Unterschieden wird hauptsächlich zwischen folgenden Betrugsvarianten, wobei ihre Grenzen fließend sind und sie auch in Kombination auftreten können:

  • Phishing: Betrüger geben sich als vertrauenswürdige Institution (z.B. Bank, Online-Shop) aus, um an sensible Daten wie Passwörter oder Kreditkarteninformationen zu gelangen.
  • Spam: Unerwünschte Massen-E-Mails, oft Werbung – manchmal aber auch Träger für gefährliche Links oder Anhänge.
  • Scam: Allgemeiner Betrug, häufig mit zeitlichem Druck (z.B. Kontosperrung, Gewinnversprechen, Notlagen).

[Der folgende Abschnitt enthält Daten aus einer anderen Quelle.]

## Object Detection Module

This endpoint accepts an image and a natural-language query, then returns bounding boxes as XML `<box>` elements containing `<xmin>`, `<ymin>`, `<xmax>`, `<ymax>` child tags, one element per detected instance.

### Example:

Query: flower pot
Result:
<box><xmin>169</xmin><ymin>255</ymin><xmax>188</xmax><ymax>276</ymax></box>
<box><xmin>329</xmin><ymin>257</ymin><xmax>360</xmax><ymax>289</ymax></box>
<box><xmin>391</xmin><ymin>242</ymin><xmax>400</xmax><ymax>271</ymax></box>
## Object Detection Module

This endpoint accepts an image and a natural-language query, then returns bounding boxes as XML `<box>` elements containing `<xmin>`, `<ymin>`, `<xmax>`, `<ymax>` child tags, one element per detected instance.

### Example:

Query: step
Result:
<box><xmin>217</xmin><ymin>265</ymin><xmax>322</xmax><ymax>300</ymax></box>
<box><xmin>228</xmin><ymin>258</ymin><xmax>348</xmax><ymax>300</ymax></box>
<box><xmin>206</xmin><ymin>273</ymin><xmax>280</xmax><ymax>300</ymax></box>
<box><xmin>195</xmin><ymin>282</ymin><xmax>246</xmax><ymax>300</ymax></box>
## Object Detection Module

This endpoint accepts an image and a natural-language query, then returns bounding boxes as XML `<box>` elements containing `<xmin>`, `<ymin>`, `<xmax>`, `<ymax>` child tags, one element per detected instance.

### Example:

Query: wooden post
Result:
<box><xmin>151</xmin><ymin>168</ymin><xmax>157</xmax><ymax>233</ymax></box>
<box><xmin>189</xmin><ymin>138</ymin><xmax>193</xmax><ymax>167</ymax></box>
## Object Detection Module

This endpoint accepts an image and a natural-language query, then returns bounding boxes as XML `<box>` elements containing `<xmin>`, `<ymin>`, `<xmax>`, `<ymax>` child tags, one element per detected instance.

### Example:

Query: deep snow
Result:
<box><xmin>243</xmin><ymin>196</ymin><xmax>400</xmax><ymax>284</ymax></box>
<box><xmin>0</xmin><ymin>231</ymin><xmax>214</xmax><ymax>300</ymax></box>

Typische Merkmale betrügerischer E-Mails

Die Methoden werden immer raffinierter und zielen auf menschliche Schwächen wie Neugier, Angst oder Zeitdruck ab. Achte besonders auf diese Warnsignale, welche einzelnt oder gemeinsam auftreten können:

  • Dringlichkeit und Druck: Formulierungen wie "Sofort handeln!" oder "Ihr Konto wird gesperrt!" sollen dich zu unüberlegtem Handeln bringen.
  • Ungewöhnliche Absenderadresse: Die angezeigte Adresse wirkt auf den ersten Blick seriös, enthält aber kleine Abweichungen (z.B. zusätzliche Zeichen oder stammt von einer falschen Domain).
  • Allgemeine Anrede: "Sehr geehrter Kunde" statt deines echten Namens ist ein klassisches Zeichen, sofern dem vermeintlichen Absender der richtige Name eigentlich bekannt sein sollte. Es bleibt jedoch ein weiches Kriterium, da auch dem Betrüger der korrekte Name bekannt sein könnte.
  • Verdächtige Links: Beim Überfahren eines Links (ohne zu klicken!) zeigt sich oft eine völlig andere URL als erwartet.
  • Anhänge mit Risiko: Dateien wie "Rechnung.pdf.exe" oder unerwartete ZIP-Dateien können Schadsoftware enthalten.
  • Sprachliche Auffälligkeiten: Manche Betrugs-Mails enthalten Grammatikfehler oder unnatürliche Formulierungen, wobei die Texte mit wachsender KI-Unterstützung zunehmend fehlerfrei werden.
  • Ungewöhnliche Forderungen: Seriöse Unternehmen verlangen niemals per E-Mail Passwörter oder andere sensible Daten.

Konkrete Beispiele

  • Du wirst aufgefordert deine Bank- oder andere sensible Daten zu "verifizieren".
  • Ein Paketdienst behauptet, du müsstest Zollgebühren zahlen – per Klick auf einen Link.
  • Du hast "gewonnen", sollst aber erst eine "Bearbeitungsgebühr" entrichten.

So schützt du dich

  • Klicke niemals unüberlegt auf Links oder Anhänge.
  • Prüfe Absender und URL sorgfältig.
  • Nutze die Zwei-Faktor-Authentifizierung, wenn möglich.
  • Achte auf merkwürdige Inhalte und Versprechungen.
  • Im Zweifel: Direkt beim Unternehmen nachfragen – über die offiziellen Kanäle.

Zusammenfassung

Wer die typischen Muster erkennt und sich nicht unter Druck setzen lässt, reduziert das Risiko erheblich. Wachsamkeit ist der beste Schutz!